3. Diagnosis: What the Financial Data Reveals

  • Liquidity Crisis (Healthy Cash Flow Absent):
    The company has a critical shortage of liquid assets (cash and equivalents) relative to its current liabilities, evidenced by a negative net current assets position of -£56,068. This “symptom” shows that the business may struggle to pay its short-term debts as they fall due, which poses a risk to operational continuity.

  • Erosion of Equity (Symptoms of Financial Stress):
    The shareholder funds have moved from a positive £74 to a negative £6,717 in one year. This shift indicates the company is likely incurring losses or writing down assets, reducing the net worth of the business.

  • Asset Structure Concerns:
    Tangible fixed assets are substantial (£50,352), but these are long-term and not easily convertible to cash in the short term. This imbalance exacerbates liquidity issues since the company cannot readily leverage these assets to meet immediate obligations.

  • Operational Scale and Risk:
    With an average of 4 employees and operating in pre-primary education, the company is small but has high liabilities relative to its size. The rapid deterioration in working capital and equity within two years of incorporation suggests operational or financial management challenges.

  • No Overdue Filings:
    The company is compliant with filing deadlines, which is a positive sign of administrative health but does not mitigate the financial distress signals.

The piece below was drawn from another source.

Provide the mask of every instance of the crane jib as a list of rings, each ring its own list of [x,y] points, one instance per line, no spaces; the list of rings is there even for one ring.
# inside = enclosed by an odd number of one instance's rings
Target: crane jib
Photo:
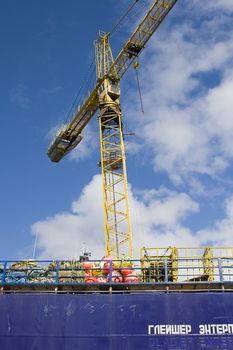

4. Recommendations: Steps to Improve Financial Wellness

  • Improve Cash Flow Management:

    • Tighten control over receivables and payables to improve cash inflows and defer outflows where possible.
    • Negotiate extended payment terms with creditors to alleviate immediate liquidity stress.
    • Explore short-term financing options or overdraft facilities to cover working capital gaps temporarily.
  • Review Cost Structure:

    • Analyze operating expenses and identify areas for cost reduction without compromising service quality.
    • Consider staffing adjustments or efficiency improvements to reduce overheads.
  • Asset Utilization:

    • Evaluate whether any fixed assets can be sold or leased to generate cash.
    • Ensure fixed assets are fully utilized to generate income.
  • Capital Injection:

    • Discuss with the majority shareholder about the possibility of an equity injection to restore positive net assets.
    • Alternatively, seek external investors or loans with favourable terms to bolster financial stability.
  • Strategic Business Review:

    • Conduct a thorough review of the business model and revenue streams to identify growth opportunities or diversification.
    • Implement robust financial reporting and forecasting to detect financial “symptoms” earlier and take corrective action.
  • Monitor Financial Health Regularly:

    • Establish monthly financial reviews focusing on liquidity ratios and cash flow.
    • Engage financial advisors if necessary to guide turnaround strategies.